Certains dirigeants l’ont compris, par exemple en Europe, où dix produits (pailles, cotons-tiges, entre autres) pourraient bientôt être interdits. La Suisse n’a pas suivi. Sans doute par pragmatisme: après tout, le système de collecte de déchets fonctionne, et l’interdiction depuis 2000 de stocker le plastique dans des décharges, en faveur de l’incinération, limite la dissémination des déchets dans la nature. Avec des pertes de l’ordre de 0,3%, la Suisse figure parmi les pays les moins polluants en la matière.

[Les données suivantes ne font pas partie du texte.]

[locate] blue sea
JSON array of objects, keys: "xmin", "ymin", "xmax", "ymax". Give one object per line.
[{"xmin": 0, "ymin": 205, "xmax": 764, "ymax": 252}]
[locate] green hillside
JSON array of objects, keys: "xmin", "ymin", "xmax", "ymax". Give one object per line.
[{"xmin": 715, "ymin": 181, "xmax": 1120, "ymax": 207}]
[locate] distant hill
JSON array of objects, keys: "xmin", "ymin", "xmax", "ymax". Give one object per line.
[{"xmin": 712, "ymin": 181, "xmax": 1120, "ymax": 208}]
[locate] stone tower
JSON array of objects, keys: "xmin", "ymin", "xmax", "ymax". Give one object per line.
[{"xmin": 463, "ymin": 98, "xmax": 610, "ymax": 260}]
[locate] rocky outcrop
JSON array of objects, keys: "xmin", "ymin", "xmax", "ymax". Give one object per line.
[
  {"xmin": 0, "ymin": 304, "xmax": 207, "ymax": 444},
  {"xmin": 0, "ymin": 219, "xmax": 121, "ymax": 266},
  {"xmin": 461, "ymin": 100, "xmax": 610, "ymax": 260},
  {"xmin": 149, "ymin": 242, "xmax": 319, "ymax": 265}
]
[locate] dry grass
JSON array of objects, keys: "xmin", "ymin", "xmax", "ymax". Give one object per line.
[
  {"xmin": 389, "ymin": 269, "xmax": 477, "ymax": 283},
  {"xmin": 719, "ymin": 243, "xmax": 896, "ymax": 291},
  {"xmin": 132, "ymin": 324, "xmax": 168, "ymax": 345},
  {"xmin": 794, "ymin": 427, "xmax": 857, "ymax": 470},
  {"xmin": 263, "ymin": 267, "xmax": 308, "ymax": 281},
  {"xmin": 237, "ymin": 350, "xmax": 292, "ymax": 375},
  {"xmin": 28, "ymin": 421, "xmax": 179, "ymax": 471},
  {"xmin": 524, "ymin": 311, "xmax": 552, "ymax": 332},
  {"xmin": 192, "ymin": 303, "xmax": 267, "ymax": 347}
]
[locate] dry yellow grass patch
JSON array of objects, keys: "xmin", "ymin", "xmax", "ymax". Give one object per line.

Mais ce refus d’intervention au profit d’accords de branche a de quoi laisser pantois. Peut-on imaginer décision plus irresponsable que de laisser les clés de la planète à de grandes entreprises pas franchement réputées pour leur fibre environnementale? La Suisse envoie décidément un bien curieux message. Elle s’appuie souvent sur l’accord de branche de 2016 qui a rendu les sacs plastique payants, conduisant à une réduction de 84% de leur utilisation en deux ans. C’est certes un beau résultat, mais c’est aussi oublier que c’est surtout par crainte d’une motion que ces entreprises sont passées à l’action, et non en raison de velléités environnementales.
Intrinsèquement lié à la mondialisation, symbole pop de la culture du tout jetable, le plastique n’est ni une affaire industrielle, ni un défi technologique: il pose simplement une question de société. Question qui nécessite par conséquent une réponse politique. En tant que citoyens, l’exiger est légitime. Il n’en va pas de la survie des océans, mais de la nôtre. La mer, elle, survivra.